Publié par Guy de Laferrière le 13 avril 2024
A l’approche des élections européennes qui se tiendront au mois de juin, il n’est pas inutile de rappeler l’enquête publiée par la plateforme d’investigation Follow the Money au sujet de l’ampleur des affaires et scandales dans lesquels sont impliqués les députés européens.
Attention, on ne parle pas de broutilles ; cela va du vol de portable à la complicité de meurtre.
« Près d’un quart des 704 parlementaires actuellement en fonction ont été impliqués dans une affaire d’infraction à la loi ou de violation d’un règlement », pointe l’enquête.
Tout le monde se souviendra que la police belge avait arrêté pas moins que l’une des vice-présidentes du Parlement, la social-démocrate Eva Kaili, le 9 décembre 2022.
Le scandale avait fait la une de nombreux médias car plusieurs élus et anciens élus étaient soupçonnés d’avoir été perçus de grosses sommes du Qatar et du Maroc pour défendre les intérêts de ces pays.
Follow the Money a voulu savoir s’il s’agissait d’un fait isolé. Leur rapport répertorie des scandales clairement établis par la couverture médiatique et/ou ayant eu certaines conséquences – telles que des sanctions, des enquêtes ou des réprimandes ainsi que les cas dans lesquels les allégations ont été établies sans aucun doute – par exemple de l’aveu même du député européen – mais n’ont donné lieu à aucune enquête, condamnation ou autre conséquence.
La recherche s’est limitée aux 704 personnes qui étaient membres du Parlement européen à la date du 18 janvier 2024. Les députés européens qui ont quitté le Parlement entre 2019 et aujourd’hui ne sont pas inclus.
Il en ressort 253 affaires qui ont fait la une de l’actualité tant au niveau local qu’international.
Ces scandales ont impliqué au total 163 membres actuels du Parlement, soit près d’un quart des 704 législateurs.. Vingt-trois d’entre eux, soit plus de 3 pour cent, ont été condamnés par un tribunal ou ont reçu des amendes pour des infractions pénales.
Cela s’étend à l’ensemble de l’UE : dans presque tous les pays de l’UE, au moins un, ou plusieurs, législateurs ont été impliqués dans un comportement douteux ou carrément illégal, et les cas varient en termes de gravité.
L’intimidation et le harcèlement sexuel, par exemple, sont notoires à Bruxelles : le collectif de médias a découvert que 37 députés avaient fait la une des journaux pour des comportements indécents présumés dans 46 cas.

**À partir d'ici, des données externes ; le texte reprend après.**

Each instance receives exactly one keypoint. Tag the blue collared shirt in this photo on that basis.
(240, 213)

Les faits incriminés sont extrêmement variés. On se demande comment, vu leurs importantes rémunérations et indemnités, il s’est trouvé un député européen accusé de vol de portable ! Il y a aussi des affaires de mœurs, d’abus sexuels. L’enquête rapporte également 45 cas de corruption tels que le népotisme, le copinage et le clientélisme – avec 29 scandales, et la corruption pure et simple, avec 16 scandales.
Un exemple ? Sergueï Stanishev, personnalité socialiste et ancien ministre bulgare, a été accusé de corruption.
Lorsqu’il s’est présenté pour la première fois au Parlement en 2014, une société de relations publiques dirigée par son épouse avait remporté un contrat de 60 000 euros auprès du Parlement pour un projet visant à promouvoir les élections européennes en Bulgarie.
Le rapport cite également 44 scandales liés à la fraude et au vol de ressources.
Cinq députés européens sont impliqués des affaires d’emploi fictif d’assistants parlementaires.
Le Trésor espagnol a aussi sanctionné certains députés européens espagnols qui ont tenté d’échapper aux impôts de leur pays d’origine en soumettant leur formulaire d’impôt en Belgique, où le taux d’imposition est plus bas. Certains d’entre eux ont contesté la décision des autorités devant les tribunaux, où ils ont perdu. Trois parmi eux sont d’actuels eurodéputés espagnols.
Le député européen polonais Ryszard Czarnecki s’est fait remarqué pour des remboursements abusifs de frais kilométriques pour des sommes très importantes. Chaque fois qu’il conduisait de Bruxelles à la Pologne, il prolongeait sur papier le voyage de plusieurs centaines de kilomètres. Et l’une des voitures qu’il prétendait avoir utilisé pour ses déplacements de député européen avait pourtant été mise à la ferraille 11 ans plus tôt. Pourtant, il n’a pas été condamné. L’affaire pénale contre Czarnecki est toujours pendante après 4,5 ans.
Bref, ces députés européens qui prétendent nous dicter les règles à suivre sont souvent loin d’être des modèles.